Despite the economic difficulties and climate impacts suffered in recent years, Brazil is committed to the low-carbon emission agenda. The geographic diversity and natural resources allow Brazil to have an electricity energy mix with 83% renewable in 2020.

From the Brazilian legislation perspective, Law 12,187 establishes the National Policy on Climate Change, and bill PL 412/2022 promotes debate to create a legal instrument for carbon credit trade regulation. In addition to legal measures, it is essential to monitor GHG emissions to keep contributing to the global low-carbon agenda. GHG forecasting can help to improve the sustainable agenda and mitigate the climate change impacts in the country.
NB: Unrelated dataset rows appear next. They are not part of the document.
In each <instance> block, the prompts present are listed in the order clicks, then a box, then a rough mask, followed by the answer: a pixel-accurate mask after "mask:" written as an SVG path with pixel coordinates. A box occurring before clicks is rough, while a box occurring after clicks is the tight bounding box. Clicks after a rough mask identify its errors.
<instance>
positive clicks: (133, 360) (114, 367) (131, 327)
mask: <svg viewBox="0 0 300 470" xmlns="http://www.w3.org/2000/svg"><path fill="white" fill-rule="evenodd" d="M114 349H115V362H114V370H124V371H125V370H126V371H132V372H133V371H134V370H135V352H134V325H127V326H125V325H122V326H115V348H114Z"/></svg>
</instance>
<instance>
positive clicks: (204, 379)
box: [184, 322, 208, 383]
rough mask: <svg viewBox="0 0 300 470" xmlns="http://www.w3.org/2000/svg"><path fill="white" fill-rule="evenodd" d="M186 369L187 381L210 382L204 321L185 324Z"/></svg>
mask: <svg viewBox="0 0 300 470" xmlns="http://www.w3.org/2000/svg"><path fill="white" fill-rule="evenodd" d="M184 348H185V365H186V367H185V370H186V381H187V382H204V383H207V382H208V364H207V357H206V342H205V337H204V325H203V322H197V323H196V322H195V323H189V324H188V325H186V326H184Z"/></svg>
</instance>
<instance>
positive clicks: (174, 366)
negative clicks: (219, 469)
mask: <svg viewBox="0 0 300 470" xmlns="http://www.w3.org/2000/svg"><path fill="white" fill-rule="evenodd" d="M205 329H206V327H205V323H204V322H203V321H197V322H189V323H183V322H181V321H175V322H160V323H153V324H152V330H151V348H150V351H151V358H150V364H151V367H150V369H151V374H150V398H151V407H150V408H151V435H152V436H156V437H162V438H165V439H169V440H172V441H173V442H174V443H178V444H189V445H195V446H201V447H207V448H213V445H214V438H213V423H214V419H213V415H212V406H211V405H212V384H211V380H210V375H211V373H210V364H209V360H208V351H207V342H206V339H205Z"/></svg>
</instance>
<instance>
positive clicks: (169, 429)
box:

This work proposes ML4GHG: a Meta-Learning Applied to a Multivariate Single-Step Fusion Model for GHG emission forecasting where two variables were observed: CO_{2} and CH_{4}. These substances were extracted from the EDGARv8.0 dataset leveraging two BiLSTM models, one for each substance. Next, the multivariate Fusion Model performed the CO_{2} and CH_{4} data alignment, and then the Reptile algorithm provided the model generalization to the GHG forecasting.

The model was evaluated with two baseline models and five recent time series forecasting models. ML4GHG reduces MAPE by 49.06% with 95% confidence compared to the transformer-based TST model, demonstrating its superior performance and low estimated CO_{2} emissions of 0.01 kg CO_{2}eq. After conducting an ablation analysis, it was found that removing the Fusion Model and Meta-Learning had a high impact on the model with a 116.8% increase in MAPE. Eliminating only the Fusion Model resulted in a 50.75% increase in MAPE while replacing the BiLSTM with LSTM resulted in a 42.81% increase in MAPE.

These results suggest that for multivariate data, the BiLSTM can better capture the relation between substances over time, the Fusion Model helps in the substances data alignment, and the Meta-Learner helps to avoid the lack of generalization in case of disruption in the time series data.

As a future work, we are investigating the use of the Large Language Model (LLM) and multimodal data in time series forecasting.

## DATA AVAILABILITY STATEMENT

The dataset utilized in the experiment can be accessed at the following public repository: https://edgar.jrc.ec.europa.eu/dataset_ghg80.

## CONFLICT OF INTEREST

The authors declare there is no conflict.